This is the story of a small town and its mayor in southern Calabria that opened their town's doors to a shipload of 836 refugees in 1997 and in doing so helped create Italy's system of refugee welcome centers.

BADOLATO, Italy (CN) — On a hot and still Sunday night in August 1997, a nameless ship silently beached at this town's sandy marina.

The captain and crew slipped off the vessel and disappeared into the darkness. Next, some 446 mostly young people climbed out of the ship's hull and stepped onto the beach here.

Many of the newly arrived wondered if they had reached Germany or Sweden.

No, they had landed on the doorstep of Gerardo Mannello, the communist mayor of Badolato, a small seaside town along the wild and empty eastern coast of Calabria, the southern tip of Italy.

Mannello was sitting on his terrace along Badolato's seafront when he saw the refugees who'd suddenly shown up on his town. He went out. There they were: tired, scared, hungry and wretched.

Most were young men but there were also women and children.

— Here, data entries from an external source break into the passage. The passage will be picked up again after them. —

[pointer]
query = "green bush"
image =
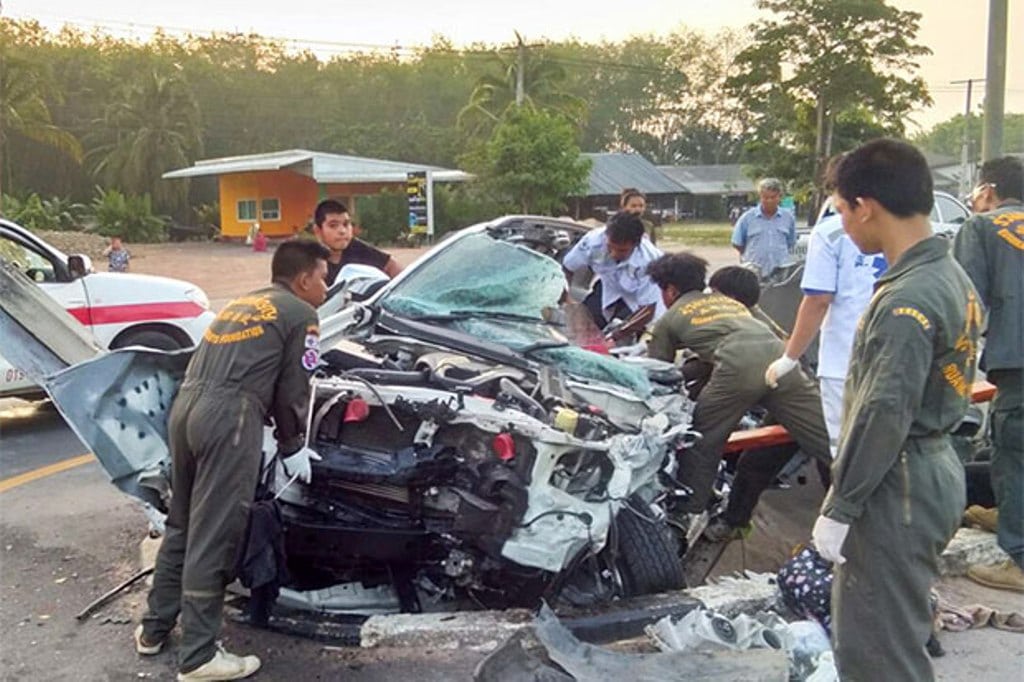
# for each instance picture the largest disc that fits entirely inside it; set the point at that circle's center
(129, 217)
(36, 213)
(209, 217)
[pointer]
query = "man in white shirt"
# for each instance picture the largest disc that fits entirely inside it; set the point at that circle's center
(765, 235)
(838, 284)
(619, 254)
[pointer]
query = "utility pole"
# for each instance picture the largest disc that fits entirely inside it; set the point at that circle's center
(995, 80)
(520, 69)
(967, 158)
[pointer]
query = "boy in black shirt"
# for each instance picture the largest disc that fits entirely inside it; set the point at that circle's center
(333, 227)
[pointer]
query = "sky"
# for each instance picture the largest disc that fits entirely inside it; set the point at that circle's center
(955, 31)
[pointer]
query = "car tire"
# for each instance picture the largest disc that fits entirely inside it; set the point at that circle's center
(148, 338)
(648, 553)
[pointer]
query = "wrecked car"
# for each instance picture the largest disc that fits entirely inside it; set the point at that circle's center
(473, 451)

They were in bad shape after several nights crammed inside the ship's hull as it crossed the Ionian Sea from Turkey.

“Almost no one in the town of 4,000 residents slept that Sunday night,” wrote Aldo Varano, a journalist for L'Unità, a Communist Party newspaper, at the time about the people of Badolato. “People emptied their refrigerators to find water, milk, clothes to cover the children.”

Mannello opened the town school to the refugees and the people of Badolato spent the night trying to talk with the foreigners, imagining the things and places they'd seen on their way from their war-torn and famished native lands.

The bulk of the refugees were Kurds, a very large but long-suffering ethnic group seeking a state of their own. In the 1980s and 1990s, millions of Kurds fled their homelands as their independence struggles were ruthlessly suppressed by Turkey and Iraq. 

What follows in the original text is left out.